Download speed and browser stability are two major problems with many of today's websites. How often have you seen a site with a 'broken' layout in Internet Explorer, Firefox or Safari; or that takes ages to load before eventually crashing your browser? Technology is a wonderful thing but in the wrong hands it can ruin a site and lose customers. Site System™ is very fast and expertly hand coded in validated, standards-compliant XHTML, CSS and PHP, requiring no plug-ins or special browsers, and Javascript is not used for navigation or essential actions. Great care has been taken to ensure that every line of code is 'lean and clean', and special attention has been paid to the issue of accessibility for people with disabilities.


what is CSS?

CSS stands for Cascading Style Sheets and is a simple system for applying presentational styling to web pages and websites in a manner that is separate to the document's (X)HTML structure. The concept of CSS was first introduced by the World Wide Web's creator, Tim Berners-Lee, as far back as 1990, but it took another six years of discussion and development by different people around the world for it to finally become an officially recognised standard by the World Wide Web Consortium (W3C).

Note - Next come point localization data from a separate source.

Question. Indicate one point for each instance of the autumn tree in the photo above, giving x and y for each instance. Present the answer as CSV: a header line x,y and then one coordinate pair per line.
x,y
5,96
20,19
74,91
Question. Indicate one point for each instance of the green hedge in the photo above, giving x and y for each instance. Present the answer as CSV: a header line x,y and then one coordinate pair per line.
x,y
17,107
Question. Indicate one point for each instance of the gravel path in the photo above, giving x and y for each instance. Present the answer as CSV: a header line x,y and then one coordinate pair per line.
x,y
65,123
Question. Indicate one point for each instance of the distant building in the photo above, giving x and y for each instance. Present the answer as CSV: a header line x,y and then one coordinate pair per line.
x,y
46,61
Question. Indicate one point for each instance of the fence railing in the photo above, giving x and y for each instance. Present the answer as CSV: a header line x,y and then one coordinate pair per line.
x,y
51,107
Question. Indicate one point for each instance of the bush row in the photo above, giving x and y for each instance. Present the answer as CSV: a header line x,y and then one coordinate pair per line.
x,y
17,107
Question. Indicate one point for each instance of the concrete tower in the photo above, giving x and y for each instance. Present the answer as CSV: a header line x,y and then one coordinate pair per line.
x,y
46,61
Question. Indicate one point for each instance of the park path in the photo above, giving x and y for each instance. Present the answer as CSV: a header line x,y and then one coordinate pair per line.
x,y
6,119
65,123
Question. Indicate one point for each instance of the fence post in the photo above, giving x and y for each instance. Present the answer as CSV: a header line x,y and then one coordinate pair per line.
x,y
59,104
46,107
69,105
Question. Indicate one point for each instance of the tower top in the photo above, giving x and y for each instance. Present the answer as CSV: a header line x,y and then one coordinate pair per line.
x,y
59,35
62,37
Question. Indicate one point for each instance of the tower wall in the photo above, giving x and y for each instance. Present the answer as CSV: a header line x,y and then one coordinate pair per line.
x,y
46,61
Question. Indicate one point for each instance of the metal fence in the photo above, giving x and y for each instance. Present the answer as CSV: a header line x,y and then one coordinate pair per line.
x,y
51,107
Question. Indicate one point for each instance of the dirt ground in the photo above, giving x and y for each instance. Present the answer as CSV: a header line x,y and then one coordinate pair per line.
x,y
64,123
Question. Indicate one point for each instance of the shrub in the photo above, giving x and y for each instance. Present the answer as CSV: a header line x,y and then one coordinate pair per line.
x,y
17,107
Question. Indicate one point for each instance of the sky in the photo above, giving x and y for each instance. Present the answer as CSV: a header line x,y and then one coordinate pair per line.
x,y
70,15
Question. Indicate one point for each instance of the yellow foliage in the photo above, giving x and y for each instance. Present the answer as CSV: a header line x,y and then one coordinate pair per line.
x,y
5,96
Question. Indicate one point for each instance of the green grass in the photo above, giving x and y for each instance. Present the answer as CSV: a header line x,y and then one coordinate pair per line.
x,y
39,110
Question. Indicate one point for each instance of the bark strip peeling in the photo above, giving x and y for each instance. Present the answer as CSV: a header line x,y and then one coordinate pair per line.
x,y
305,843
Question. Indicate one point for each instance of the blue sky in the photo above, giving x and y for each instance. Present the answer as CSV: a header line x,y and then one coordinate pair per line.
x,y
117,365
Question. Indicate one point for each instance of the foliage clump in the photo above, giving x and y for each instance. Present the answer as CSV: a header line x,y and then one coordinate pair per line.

CSS is far more powerful than HTML styling, not only because entire layouts can be positioned with pixel-point accuracy, but because an entire website's styling instructions can be defined in one external stylesheet document. Thus by changing one line of code in the master stylesheet (e.g. a font colour), every instance of text affected by that style will be instantly modified thereafter, wherever it appears within the website.

Another advantage of CSS is that multiple stylesheets can be created, and then switched between by the site visitor if the mechanism to do so is provided by the site developer (click on the 'low graphics' link above for an example). Furthermore, sight-impaired users of particular browsers can create their own stylesheets to overrule a website's stylesheet such that text is displayed larger, or in a different colour, or set against a particular colour etc.

what is XHTML?

Since the HTML mark-up language was first created in 1991, the World Wide Web has expanded and evolved far more than was ever envisaged by its creator, Tim Berners-Lee. Website designers have pushed HTML to its limits and beyond, and even though the language was extended three times, it soon became apparent that a more flexible and robust mark-up language was called for. The new standard needed to allow for semantic instead of just presentational mark-up; to enforce stricter discipline in its deployment; and to enable developers to work more efficiently with the vast amounts of data that modern websites and web applications are required to handle.

Thus in 1998, the World Wide Web Consortium (W3C) came up with XML: an efficient new language with far greater power and flexibility than HTML. The following year the W3C set about recreating HTML as an XML application and thus in 2000 they released XHTML (eXtensible Hypertext Mark-up Language) into the wild.

Five years later and Microsoft have still not enabled Internet Explorer to parse XHTML files in the correct manner, so Explorer handles the code as if it were HTML, but the web developer community is hopeful that Microsoft will get their act together soon! In the meantime, by preparing websites in XHTML now, they work on older browsers yet we are ensuring that they will still be functioning correctly in many years to come.